Six for 2016

6 translations to anticipate for 2016
≈ by J.C. Sutcliffe

Top of my list has to be Catherine Leroux’s The Party Wall (Biblioasis, trans. Lazer Lederhendler). I was already looking forward to reading 2014’s Prix France-Québec winner; Leroux’s latest, Madame Victoria, made me even more impatient for The Party Wall.

Madame Victoria is inspired by the true story of a body discovered on Mount Royal, nicknamed Victoria, and never identified. Leroux imagines a whole host of different Victorias, all vivid and all at odds with the world in one way or another.

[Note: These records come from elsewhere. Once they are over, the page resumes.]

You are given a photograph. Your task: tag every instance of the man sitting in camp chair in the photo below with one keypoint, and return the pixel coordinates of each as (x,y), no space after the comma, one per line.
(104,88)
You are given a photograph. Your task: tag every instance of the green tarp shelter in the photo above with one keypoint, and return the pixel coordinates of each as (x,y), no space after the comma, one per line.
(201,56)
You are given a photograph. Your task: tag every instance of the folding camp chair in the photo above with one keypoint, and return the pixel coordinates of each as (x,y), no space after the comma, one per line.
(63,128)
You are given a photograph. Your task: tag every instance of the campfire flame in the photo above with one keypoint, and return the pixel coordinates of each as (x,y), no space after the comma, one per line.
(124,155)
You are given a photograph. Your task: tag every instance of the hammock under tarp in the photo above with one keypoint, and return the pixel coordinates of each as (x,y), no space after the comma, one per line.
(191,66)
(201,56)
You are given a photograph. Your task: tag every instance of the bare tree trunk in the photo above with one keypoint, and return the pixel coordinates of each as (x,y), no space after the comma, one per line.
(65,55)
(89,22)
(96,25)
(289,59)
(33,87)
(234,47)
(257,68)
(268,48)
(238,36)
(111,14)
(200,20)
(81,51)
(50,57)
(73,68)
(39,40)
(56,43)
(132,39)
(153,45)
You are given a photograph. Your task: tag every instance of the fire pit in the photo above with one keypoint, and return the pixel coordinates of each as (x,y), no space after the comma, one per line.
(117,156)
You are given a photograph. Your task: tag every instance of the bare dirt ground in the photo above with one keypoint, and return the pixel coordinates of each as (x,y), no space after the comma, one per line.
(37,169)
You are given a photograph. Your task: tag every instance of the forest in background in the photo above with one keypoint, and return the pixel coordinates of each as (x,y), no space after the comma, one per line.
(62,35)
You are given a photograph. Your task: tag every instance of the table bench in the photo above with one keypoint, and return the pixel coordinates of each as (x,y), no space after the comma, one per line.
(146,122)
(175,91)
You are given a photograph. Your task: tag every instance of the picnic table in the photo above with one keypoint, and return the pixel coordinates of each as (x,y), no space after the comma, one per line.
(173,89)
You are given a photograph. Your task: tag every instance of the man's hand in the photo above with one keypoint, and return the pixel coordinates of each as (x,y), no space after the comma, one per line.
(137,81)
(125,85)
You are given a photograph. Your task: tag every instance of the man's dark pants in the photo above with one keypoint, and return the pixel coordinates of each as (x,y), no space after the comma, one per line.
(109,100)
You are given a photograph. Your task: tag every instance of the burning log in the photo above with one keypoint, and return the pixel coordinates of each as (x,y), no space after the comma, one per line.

The publisher’s description suggests The Party Wall will be another display of Leroux’s ability to meld an incredible cast of characters with subtle political commentary.

From the publisher:

Catherine Leroux’s brilliant second novel – though first to be translated into English – shuffles between, and eventually ties together, stories about siblings joined in surprising ways. A woman in northern New Bunswick learns that she absorbed her twin sister’s body in the womb, and that she has two sets of DNA; a Mexican American brother and sister in San Francisco unite, as their mother dies, to search for their long-lost father; a little girl in the deep South pushes her sister out of the way of a speeding train and loses her legs; and a political couple learn – after the husband is elected Prime Minister in a chaotic future Canada – that they are non-identical twins separated at birth.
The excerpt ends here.